O que o magistrado está julgando é se, olhado friamente, o vídeo induz ou instiga quem assiste a violar os direitos alguém por conta de sua raça, cor, descendência ou origem nacional ou étnica. Se não instigar ou incitar, não há crime, por mais que não gostemos do vídeo.
Além disso, a incitação ou instigação precisa ser direta. Não dá para alegar que um vídeo sobre campos de concentração nazistas instigam discriminação contra os alemães, ou que um filme no qual os soviéticos aparecem como vilões instiga discriminação contra russos. Mas se esses mesmo vídeos aparecerem com mensagens na linha do ‘alemães não têm direitos’, aí sim, teremos uma discriminação étnico-racial.

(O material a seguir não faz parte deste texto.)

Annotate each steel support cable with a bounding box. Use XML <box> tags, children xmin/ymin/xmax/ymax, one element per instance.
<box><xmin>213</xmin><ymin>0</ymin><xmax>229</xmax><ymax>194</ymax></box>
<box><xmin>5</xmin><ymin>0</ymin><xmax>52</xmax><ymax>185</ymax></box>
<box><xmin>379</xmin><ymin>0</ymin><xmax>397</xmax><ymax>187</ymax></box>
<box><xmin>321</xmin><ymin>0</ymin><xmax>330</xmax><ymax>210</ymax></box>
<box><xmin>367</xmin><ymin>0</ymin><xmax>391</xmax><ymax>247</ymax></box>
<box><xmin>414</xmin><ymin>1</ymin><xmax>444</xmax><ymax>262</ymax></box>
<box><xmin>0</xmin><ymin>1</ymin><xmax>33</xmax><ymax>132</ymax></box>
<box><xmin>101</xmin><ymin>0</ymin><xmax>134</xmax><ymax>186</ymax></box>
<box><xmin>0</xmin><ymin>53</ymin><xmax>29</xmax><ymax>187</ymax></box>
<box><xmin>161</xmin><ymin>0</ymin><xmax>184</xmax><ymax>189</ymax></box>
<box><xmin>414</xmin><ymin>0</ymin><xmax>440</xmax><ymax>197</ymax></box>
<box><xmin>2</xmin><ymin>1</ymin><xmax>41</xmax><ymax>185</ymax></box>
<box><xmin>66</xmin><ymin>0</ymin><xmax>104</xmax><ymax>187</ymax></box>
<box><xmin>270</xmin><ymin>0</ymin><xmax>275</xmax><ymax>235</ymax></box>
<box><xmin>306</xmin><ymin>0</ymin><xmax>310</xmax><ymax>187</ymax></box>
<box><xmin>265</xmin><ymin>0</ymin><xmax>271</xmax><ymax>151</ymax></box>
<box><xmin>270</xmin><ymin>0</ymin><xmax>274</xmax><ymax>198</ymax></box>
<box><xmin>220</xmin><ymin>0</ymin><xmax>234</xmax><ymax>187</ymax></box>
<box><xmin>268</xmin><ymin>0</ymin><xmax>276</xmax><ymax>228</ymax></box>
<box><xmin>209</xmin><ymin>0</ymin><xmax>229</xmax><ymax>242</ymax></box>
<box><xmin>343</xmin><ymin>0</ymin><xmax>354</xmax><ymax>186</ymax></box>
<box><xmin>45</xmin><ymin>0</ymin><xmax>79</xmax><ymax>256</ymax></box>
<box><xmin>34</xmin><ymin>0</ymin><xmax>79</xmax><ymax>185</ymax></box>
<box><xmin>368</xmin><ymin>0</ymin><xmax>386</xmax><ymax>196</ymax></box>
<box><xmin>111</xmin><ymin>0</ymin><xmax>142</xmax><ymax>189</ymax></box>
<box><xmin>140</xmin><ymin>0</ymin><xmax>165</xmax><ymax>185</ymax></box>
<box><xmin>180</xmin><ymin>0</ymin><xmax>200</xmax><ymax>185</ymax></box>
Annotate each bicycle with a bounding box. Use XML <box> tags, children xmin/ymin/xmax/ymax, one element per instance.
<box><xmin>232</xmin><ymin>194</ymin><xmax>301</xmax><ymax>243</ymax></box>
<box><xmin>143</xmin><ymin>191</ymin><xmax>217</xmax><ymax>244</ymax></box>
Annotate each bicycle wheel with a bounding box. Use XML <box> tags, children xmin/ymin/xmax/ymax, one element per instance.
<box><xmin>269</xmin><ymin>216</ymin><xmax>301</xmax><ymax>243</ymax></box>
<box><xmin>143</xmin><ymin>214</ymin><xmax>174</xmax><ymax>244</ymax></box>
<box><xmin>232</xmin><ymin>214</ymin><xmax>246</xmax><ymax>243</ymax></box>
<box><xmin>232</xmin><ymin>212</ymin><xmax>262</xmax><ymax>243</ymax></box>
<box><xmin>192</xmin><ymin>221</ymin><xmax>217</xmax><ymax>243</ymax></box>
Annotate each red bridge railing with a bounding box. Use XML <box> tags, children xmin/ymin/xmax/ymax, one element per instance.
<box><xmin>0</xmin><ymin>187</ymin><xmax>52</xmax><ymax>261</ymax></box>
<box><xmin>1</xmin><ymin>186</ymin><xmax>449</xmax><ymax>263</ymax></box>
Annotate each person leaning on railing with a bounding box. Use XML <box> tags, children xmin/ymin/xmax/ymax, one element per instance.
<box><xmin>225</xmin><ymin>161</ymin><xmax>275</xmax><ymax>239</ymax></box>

O fato de o Ministério Público ter aberto inquérito significa apenas que ele está investigando o caso. Investigar não é iniciar processo, é apenas procurar indícios e provas e ouvir testemunhas, vítimas e suspeitos para saber se, aí sim, há base suficiente para propor um processo. E mesmo que o processo seja proposto, há ainda dois outros obstáculos antes de podermos dizer que fulano praticou discriminação racial: o magistrado precisa aceitar a denúncia apresentada pelo Ministério Público e, ao fim do processo, chegar à conclusão de que o suspeito é de fato culpado. Até lá, não se pode dizer que houve discriminação.